The Continuing Crisis: Mohammed Bello Abubakar, 84, a Muslim preacher in the western Nigerian state of Niger, told a BBC reporter in August that, although he personally has 86 wives (and 170 children), other men could not handle that many. "My own power is given by Allah," he said. "That is why I have been able to control 86 of them." The usual maximum for Muslims is four, but Bello Abubakar said the Quran does not specify punishment for violation. Besides, he said, "I don't go looking for women. They come to me" because of his reputation as a healer. (Two weeks later, Reuters reported that local clerics were pressuring Bello Abubakar to divorce 82 wives of his choice, but a spokesman for the preacher said he was resisting.)
Creme de la Weird: In July, Port St. Lucie, Fla., police stopped Timothy Placko in his car on a wooded road and discovered inside a blond wig, rope, binoculars, a small machete, knives, gloves, two bullet casings and a film canister that contained 18 human teeth. Also on the seat was a stack of women's sonograms that Placko said he had downloaded from the Internet. He originally told police that he had pulled off the road to call (improbably) a "girlfriend," but then admitted he was not calling anyone. He was charged with carrying a concealed weapon.

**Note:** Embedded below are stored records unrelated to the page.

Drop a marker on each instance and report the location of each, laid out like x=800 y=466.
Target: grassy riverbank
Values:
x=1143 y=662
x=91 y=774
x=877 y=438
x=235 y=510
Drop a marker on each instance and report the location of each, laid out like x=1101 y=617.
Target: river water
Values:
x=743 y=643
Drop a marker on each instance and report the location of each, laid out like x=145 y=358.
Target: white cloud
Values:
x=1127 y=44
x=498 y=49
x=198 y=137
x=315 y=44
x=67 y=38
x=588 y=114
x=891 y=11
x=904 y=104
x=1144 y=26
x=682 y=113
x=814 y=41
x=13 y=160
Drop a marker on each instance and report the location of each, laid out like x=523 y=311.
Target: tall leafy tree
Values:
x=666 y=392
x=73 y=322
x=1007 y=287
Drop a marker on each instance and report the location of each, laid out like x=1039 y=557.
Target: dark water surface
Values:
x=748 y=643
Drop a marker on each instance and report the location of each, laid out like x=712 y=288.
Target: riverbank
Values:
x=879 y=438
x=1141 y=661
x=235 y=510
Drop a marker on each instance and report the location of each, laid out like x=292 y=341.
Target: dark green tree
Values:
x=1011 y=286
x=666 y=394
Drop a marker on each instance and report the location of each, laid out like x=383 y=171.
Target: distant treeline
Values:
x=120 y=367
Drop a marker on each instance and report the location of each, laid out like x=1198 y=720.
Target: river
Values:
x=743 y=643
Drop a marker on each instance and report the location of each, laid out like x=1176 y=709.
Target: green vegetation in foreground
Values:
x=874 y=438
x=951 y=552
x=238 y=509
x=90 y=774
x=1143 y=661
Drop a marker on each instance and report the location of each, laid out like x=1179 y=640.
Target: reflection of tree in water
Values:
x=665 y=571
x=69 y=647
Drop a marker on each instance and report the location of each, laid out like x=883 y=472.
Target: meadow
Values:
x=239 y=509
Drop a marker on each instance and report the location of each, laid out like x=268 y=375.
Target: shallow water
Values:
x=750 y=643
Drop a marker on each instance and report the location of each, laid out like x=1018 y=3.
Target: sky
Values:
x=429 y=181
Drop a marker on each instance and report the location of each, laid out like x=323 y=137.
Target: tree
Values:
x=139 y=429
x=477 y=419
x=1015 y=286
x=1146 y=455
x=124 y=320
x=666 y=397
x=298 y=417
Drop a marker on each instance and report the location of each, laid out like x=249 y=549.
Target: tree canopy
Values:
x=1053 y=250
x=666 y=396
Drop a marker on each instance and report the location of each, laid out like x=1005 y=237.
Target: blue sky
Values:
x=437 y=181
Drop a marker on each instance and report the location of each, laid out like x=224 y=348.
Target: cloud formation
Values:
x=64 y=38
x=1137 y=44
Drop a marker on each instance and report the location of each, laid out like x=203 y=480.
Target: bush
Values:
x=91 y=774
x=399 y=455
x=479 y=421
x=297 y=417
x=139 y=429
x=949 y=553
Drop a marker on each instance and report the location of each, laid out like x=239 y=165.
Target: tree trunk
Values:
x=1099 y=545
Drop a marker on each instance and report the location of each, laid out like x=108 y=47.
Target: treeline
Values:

No Longer Weird: Adding to the list of stories that were formerly weird but which now occur with such frequency that they must be retired from circulation: (90) People who seem to lose all respect for the danger of walking on railroad tracks when they listen to music on a headset or talk on cell phones (such as the two people hit by trains three weeks apart in April and May on the same rail line in suburbs of Seattle).